Although FINTRAC’s practices for collecting and retaining information it does not have statutory authority for were pointed out in the 2009 report, the current audit found that FINTRAC still hasn’t taken satisfactory measures to permanently delete illicitly maintained information.

The report also cited areas in which compliance enforcement activities did not align with privacy laws:

  1. Compliance records: In 2009, FINTRAC was found to have been collecting certain types of records and personal information that were not necessary to fulfill its compliance function, including medical records, photocopies of identification documents, credit reports, employee training records and Canadian Police Information Centre (CPIC) checks taken from the MSB registration database without personal information redacted. Two years following that report, FINTRAC issued a directive that compliance staff should collect and scan only the records and documents needed to support deficiencies and destroy all other information. In their procedures for this report, the Commissioner observed a lack of criteria or guidelines to determine what documents are considered ‘relevant’ to support deficiencies, as well as inconsistent practices amongst regional offices.
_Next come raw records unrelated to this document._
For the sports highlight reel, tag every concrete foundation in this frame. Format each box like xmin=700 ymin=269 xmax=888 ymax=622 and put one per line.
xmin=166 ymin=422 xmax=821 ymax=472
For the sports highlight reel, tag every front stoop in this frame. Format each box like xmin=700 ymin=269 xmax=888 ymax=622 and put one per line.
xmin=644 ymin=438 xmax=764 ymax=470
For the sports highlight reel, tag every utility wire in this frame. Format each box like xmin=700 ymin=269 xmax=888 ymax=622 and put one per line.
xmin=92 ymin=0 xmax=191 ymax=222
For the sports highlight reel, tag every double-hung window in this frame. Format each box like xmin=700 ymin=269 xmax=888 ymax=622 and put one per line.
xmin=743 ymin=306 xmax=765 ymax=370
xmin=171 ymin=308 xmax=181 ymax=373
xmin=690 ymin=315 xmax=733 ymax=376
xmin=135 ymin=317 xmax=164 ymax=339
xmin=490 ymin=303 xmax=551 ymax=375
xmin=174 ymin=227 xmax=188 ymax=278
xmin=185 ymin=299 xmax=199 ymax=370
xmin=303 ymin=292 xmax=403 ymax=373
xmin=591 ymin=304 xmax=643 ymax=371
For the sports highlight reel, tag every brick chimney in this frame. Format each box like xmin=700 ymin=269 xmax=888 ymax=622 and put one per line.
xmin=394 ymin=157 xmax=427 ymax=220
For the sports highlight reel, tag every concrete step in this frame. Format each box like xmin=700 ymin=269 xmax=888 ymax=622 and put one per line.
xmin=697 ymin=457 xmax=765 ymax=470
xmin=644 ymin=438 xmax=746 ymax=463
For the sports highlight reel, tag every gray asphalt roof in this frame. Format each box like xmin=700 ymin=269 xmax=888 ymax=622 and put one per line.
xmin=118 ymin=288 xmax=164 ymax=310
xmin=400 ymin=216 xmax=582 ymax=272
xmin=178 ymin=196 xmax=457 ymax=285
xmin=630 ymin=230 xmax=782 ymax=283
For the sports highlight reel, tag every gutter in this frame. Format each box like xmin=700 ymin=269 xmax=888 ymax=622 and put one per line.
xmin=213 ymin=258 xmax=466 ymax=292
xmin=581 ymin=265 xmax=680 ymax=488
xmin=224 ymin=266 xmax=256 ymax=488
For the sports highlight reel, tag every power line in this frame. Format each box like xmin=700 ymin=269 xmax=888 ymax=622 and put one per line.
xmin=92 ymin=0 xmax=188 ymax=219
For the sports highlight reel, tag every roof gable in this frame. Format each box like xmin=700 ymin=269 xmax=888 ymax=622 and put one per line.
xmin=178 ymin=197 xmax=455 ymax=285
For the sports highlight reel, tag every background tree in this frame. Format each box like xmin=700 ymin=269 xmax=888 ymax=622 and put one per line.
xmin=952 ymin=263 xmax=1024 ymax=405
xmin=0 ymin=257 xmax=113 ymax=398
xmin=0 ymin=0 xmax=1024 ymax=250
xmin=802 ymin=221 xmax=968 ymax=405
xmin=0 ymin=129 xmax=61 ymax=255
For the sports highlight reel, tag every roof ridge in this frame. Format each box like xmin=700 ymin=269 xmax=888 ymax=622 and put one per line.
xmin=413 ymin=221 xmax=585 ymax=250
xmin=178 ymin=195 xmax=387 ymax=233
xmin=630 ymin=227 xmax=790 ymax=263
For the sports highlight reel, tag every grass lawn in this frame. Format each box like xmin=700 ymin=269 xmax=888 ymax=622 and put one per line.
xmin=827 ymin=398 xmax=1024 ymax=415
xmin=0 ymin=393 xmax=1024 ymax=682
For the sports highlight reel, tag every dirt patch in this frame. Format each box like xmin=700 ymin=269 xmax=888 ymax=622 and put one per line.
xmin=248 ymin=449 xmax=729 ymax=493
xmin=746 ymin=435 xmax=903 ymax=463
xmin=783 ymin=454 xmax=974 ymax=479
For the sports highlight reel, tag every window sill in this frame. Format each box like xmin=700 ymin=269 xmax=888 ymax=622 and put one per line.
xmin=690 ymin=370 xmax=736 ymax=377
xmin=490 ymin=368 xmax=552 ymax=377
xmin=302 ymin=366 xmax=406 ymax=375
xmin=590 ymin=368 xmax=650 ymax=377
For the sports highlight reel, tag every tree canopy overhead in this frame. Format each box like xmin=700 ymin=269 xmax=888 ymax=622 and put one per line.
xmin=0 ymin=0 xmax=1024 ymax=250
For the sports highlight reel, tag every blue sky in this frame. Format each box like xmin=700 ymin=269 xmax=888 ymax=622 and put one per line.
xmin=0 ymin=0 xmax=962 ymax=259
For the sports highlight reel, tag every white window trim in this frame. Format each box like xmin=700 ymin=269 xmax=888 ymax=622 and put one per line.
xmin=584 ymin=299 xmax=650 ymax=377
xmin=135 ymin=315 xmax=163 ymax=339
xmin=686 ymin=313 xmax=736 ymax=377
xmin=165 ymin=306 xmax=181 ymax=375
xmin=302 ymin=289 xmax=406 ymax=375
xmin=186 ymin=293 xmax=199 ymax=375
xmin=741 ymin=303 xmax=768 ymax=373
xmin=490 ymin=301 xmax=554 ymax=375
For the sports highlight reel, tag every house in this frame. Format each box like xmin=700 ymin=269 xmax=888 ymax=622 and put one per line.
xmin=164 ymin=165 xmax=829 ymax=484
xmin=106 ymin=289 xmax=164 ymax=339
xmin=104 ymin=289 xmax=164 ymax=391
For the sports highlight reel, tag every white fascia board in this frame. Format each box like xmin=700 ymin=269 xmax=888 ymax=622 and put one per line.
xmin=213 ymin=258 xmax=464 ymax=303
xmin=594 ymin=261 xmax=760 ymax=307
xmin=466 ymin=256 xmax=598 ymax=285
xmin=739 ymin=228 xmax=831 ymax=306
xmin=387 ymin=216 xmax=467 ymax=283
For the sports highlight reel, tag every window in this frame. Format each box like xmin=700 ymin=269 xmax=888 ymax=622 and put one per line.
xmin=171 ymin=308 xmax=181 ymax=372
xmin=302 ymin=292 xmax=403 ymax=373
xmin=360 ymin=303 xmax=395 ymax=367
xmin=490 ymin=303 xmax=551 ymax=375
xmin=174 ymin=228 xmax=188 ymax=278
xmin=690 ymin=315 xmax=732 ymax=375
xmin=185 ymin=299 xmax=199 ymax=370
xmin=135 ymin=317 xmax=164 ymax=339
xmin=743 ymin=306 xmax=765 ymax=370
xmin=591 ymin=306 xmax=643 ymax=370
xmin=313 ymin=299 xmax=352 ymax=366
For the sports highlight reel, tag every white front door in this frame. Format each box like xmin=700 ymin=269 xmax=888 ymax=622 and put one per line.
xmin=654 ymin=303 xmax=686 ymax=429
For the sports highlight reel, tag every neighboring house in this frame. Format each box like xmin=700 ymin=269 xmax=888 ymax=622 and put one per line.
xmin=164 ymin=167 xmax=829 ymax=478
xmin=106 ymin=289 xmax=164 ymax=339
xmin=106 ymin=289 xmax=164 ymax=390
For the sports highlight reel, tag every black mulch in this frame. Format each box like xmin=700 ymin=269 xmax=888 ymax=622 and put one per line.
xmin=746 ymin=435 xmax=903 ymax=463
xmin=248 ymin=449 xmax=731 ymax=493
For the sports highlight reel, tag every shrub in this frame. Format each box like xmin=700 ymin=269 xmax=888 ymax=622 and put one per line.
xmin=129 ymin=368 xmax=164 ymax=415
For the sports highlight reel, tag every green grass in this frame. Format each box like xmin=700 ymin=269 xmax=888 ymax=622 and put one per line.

  2. Security practices: The report also found security lapses, including instances while on-site where a contractor roamed unescorted, talking on a cell phone in a secure area where those devices are prohibited. They also highlighted an instance where a compliance officer’s unencrypted USB key and laptop containing the personal information of 777 individuals were stolen from the trunk of his car.

What does this mean for companies that have to report?

FINTRAC’s examinations and speeches (including ones conducted this week) focus on the need for intelligence to carry out their function, and particularly on their desire for many suspicious transaction reports. We do not expect that focus to change, even in light of this report. FINTRAC’s response to the over-reporting deficiencies cited is telling, because it does not speak to deterring the activity (other than to broadly refer to ‘outreach’ activities), but instead focuses on excluding those reports from their analysis and destroying them at some point. Reporting entities continue to have an incentive to over-report because only under-reporting is punished with substantial penalties. In our view, reporting entities should report only prescribed transactions by developing and consistently applying strict criteria to determine which transactions meet the legislative threshold for reporting.